Не пошевелись Фёдор ещё мгновение, останься полулёжа на земле – и, верно бы, схлопотал от Воронина показательный расстрел. Но цепкая сила живучести успела опередить разгорячённую в ругани начконвойную пулю. Фёдор вихрем вскочил с земли, рукой заслонил ствол нагана и закричал в свирепое лицо главного конвоира:
– Не хотел сбежать! Не хотел! Правду говорю, гражданин начальник! За ягодой потянулся! За костяникой!.. Вот те крест – не хотел! – Фёдор вдруг осенил себя крестным знамением – быстро, твёрдо, да притом не щепотью, а по-старообрядчески двуперстно. – Вот и крест при мне! – И он выхватил из кармана Танькин напутный крестик.
От молельного жеста Воронин как-то враз стушевался, рука с наганом отяжелело поползла вниз. По должностной обязанности пропустил он мимо себя немало осужденных староверов (раскулаченных и отказников служить в Красной Армии) и прочно усвоил, что староверы крестным знамением не бросаются, в исповедании своём кременисто стойки, врать под крестом не могут. Он кинул взгляд чуть дальше, за плечо Фёдора, – и впрямь кое-где, по одной-две крошки на стебельке, краснела костяника. Воронин чертыхнулся, брезгливо шибанул наганом по протянутой руке Фёдора, где лежал крестик на гасничке, и заорал на конопатого конвойного:
– Ты почему спишь, бездельник? Почему оружие бросил? Кто службу служить будет? Дал вам поблажку, а вы как… – он выматерился, заорал шире: – Подъё-ё-ём! Разлеглись, собаки!

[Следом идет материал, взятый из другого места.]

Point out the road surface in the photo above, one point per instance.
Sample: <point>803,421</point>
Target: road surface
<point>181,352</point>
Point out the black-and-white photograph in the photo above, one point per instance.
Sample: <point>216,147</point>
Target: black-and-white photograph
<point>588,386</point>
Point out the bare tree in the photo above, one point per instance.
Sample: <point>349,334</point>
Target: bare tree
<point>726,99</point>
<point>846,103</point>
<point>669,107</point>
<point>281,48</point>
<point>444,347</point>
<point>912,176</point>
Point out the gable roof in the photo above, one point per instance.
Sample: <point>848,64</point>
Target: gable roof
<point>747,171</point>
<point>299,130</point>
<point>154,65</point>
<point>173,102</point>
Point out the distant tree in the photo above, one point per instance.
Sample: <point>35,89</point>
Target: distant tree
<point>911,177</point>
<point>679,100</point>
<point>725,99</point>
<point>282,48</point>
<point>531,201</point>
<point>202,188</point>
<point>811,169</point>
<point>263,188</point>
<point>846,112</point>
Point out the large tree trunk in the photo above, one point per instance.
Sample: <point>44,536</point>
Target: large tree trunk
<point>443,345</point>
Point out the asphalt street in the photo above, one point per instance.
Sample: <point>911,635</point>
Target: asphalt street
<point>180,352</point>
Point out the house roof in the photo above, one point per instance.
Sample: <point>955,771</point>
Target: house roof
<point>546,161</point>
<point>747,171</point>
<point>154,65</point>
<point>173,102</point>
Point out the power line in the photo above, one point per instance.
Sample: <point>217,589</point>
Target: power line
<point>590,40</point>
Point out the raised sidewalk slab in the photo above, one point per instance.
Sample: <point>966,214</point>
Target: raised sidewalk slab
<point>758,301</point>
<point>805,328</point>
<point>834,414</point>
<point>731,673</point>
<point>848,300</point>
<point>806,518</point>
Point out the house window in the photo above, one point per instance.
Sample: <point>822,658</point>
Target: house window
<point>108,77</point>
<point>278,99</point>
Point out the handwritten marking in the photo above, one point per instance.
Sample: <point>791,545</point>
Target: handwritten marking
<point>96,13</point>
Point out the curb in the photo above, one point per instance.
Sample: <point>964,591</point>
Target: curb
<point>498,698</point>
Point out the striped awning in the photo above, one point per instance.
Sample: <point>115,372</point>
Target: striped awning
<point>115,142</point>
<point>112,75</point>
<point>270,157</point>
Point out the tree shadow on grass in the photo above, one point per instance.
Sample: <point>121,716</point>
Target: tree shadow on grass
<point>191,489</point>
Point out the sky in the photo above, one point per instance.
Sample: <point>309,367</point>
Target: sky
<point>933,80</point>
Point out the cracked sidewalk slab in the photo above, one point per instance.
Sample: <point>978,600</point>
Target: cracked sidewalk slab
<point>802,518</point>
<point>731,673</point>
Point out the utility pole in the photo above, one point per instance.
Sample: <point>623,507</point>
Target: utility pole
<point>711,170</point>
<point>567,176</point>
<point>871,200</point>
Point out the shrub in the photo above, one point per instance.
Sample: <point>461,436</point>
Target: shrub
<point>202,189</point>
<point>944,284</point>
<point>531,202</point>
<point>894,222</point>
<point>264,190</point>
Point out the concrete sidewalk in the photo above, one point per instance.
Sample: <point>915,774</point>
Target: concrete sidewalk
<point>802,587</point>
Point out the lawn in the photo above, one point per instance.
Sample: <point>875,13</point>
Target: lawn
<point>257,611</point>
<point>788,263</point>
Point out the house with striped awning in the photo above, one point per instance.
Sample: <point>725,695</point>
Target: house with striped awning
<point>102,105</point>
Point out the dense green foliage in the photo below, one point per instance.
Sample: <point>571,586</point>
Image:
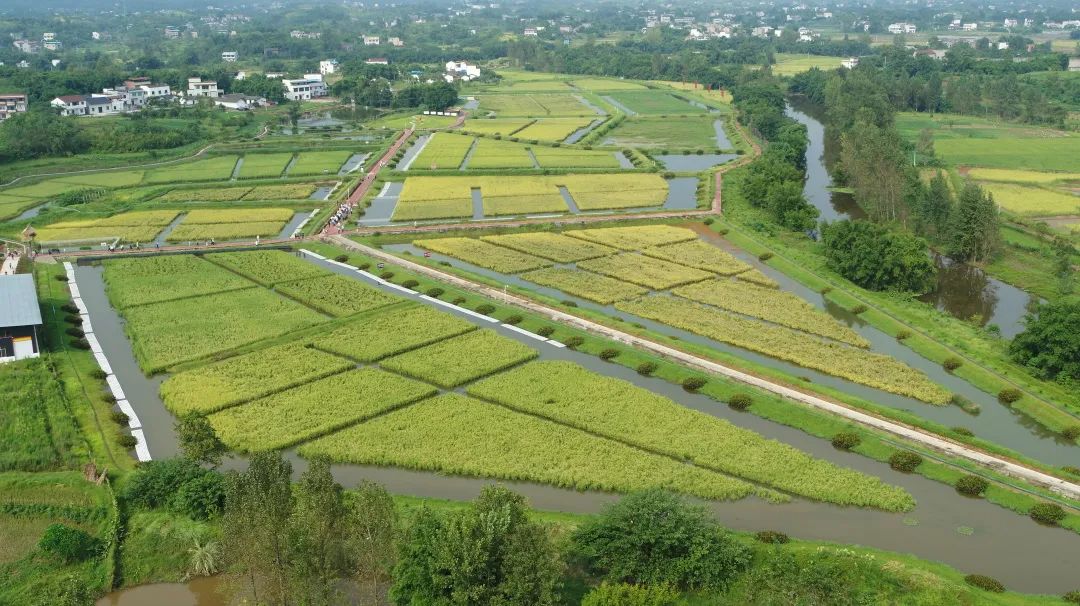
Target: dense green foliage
<point>878,258</point>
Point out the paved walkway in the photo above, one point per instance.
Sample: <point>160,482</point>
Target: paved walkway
<point>926,439</point>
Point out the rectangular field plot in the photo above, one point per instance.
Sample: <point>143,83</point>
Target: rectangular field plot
<point>258,374</point>
<point>315,408</point>
<point>224,232</point>
<point>853,364</point>
<point>770,305</point>
<point>131,282</point>
<point>553,129</point>
<point>535,105</point>
<point>554,246</point>
<point>264,165</point>
<point>391,332</point>
<point>460,435</point>
<point>461,359</point>
<point>655,103</point>
<point>268,267</point>
<point>524,204</point>
<point>166,334</point>
<point>504,126</point>
<point>482,254</point>
<point>434,198</point>
<point>444,150</point>
<point>700,255</point>
<point>645,271</point>
<point>1033,201</point>
<point>208,170</point>
<point>635,238</point>
<point>336,295</point>
<point>319,162</point>
<point>491,153</point>
<point>237,215</point>
<point>570,158</point>
<point>670,133</point>
<point>585,284</point>
<point>620,411</point>
<point>594,192</point>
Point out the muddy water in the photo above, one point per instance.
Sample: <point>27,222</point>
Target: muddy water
<point>1041,559</point>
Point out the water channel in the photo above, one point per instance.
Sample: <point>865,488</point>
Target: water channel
<point>937,528</point>
<point>962,291</point>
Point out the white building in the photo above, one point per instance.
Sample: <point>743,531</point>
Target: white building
<point>302,89</point>
<point>199,88</point>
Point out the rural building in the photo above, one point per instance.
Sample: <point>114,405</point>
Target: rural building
<point>11,104</point>
<point>19,318</point>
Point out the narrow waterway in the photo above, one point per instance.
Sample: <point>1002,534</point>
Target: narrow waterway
<point>962,291</point>
<point>1038,556</point>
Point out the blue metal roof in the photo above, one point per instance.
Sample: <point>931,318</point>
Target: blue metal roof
<point>18,301</point>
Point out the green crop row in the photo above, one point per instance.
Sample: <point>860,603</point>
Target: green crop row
<point>853,364</point>
<point>620,411</point>
<point>460,435</point>
<point>319,407</point>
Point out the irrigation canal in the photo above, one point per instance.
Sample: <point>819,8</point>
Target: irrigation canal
<point>936,529</point>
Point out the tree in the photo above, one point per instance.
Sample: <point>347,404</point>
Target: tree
<point>373,526</point>
<point>255,526</point>
<point>488,554</point>
<point>316,536</point>
<point>199,442</point>
<point>876,257</point>
<point>973,226</point>
<point>655,538</point>
<point>1050,346</point>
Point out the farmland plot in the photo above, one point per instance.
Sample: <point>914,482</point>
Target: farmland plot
<point>258,374</point>
<point>853,364</point>
<point>391,332</point>
<point>621,411</point>
<point>319,407</point>
<point>142,281</point>
<point>336,295</point>
<point>483,254</point>
<point>460,435</point>
<point>267,267</point>
<point>460,360</point>
<point>166,334</point>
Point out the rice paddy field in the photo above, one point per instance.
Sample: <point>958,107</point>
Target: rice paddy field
<point>655,103</point>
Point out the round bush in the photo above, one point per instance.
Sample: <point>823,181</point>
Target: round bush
<point>693,384</point>
<point>984,582</point>
<point>773,537</point>
<point>1008,395</point>
<point>740,401</point>
<point>904,460</point>
<point>647,368</point>
<point>971,485</point>
<point>847,440</point>
<point>67,543</point>
<point>1050,514</point>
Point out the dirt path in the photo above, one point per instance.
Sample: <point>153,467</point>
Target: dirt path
<point>926,439</point>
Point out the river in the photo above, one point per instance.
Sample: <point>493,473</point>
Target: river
<point>937,528</point>
<point>962,291</point>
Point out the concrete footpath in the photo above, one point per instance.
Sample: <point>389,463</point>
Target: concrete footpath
<point>920,436</point>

Конвой засуматошился, злость начальника приумножил, отыгрался бранью да пинками на заключённых.
Уходя со стоянки, Фёдор с тоской оглядывался назад: на тёмный провал озерца, на золотую рябь колосившейся ржи, на вихрастый клин подлеска. Он и сам не знал: жалеть ему сорвавшегося бегства или тешиться благодетельным случаем, сохранившим ему жизнь. Могли бы подстрелить, как зайчонка, или поймать и в проучку пустить в расход. Но определённо было жаль утраченный Танькин крестик. Его вышиб из руки Воронин, и Фёдор не успел его разыскать в траве. А первая пуля, выпущенная в него из конвойного нагана, навсегда застряла в памяти шаловливым свистом «фьють!».
– Не растягиваться! Подтянись! Ровней держаться! Кто на шаг отклонится – застрелю-у! – наводил дисциплину ретивый служака Воронин.
XIII
Вечером, когда тяжелые лиловые облака прищемили опухлое пунцовое солнце, когда белесой туманной устилкой покрылись низовья луговин и пастбищ, а лес пришипился в безветреных сумерках, заключённые добрались по пылистой дороге до небольшого села. Людей из сельских домов почти не показалось: такие этапы здесь не в редкость. Да и кому любознайство до арестантов, ежели начавшаяся военная година выхолащивала народ добропорядочный, к преступному миру не причастный! Лишь подворотные собаки проявили интерес – разноголосо облаяли колонну, которая серо проползла по краю села, да несколько огольцов в неловком молчании созерцали угрюмые лица зеков и покачивающиеся винтовки за плечами конвоя.
На ночёвку заключённых загнали в пустую конюшню, огороженную колючей проволокой. Дощатый барак, где останавливались по обычности этапы, чернел невдалеке корявой кучей останков пожарища: по чьей-то милости его подпалили; а одну из сельских конюшен опростала война – лошадей угнали по нуждам фронта – так что порожним стойлам определили человечье применение.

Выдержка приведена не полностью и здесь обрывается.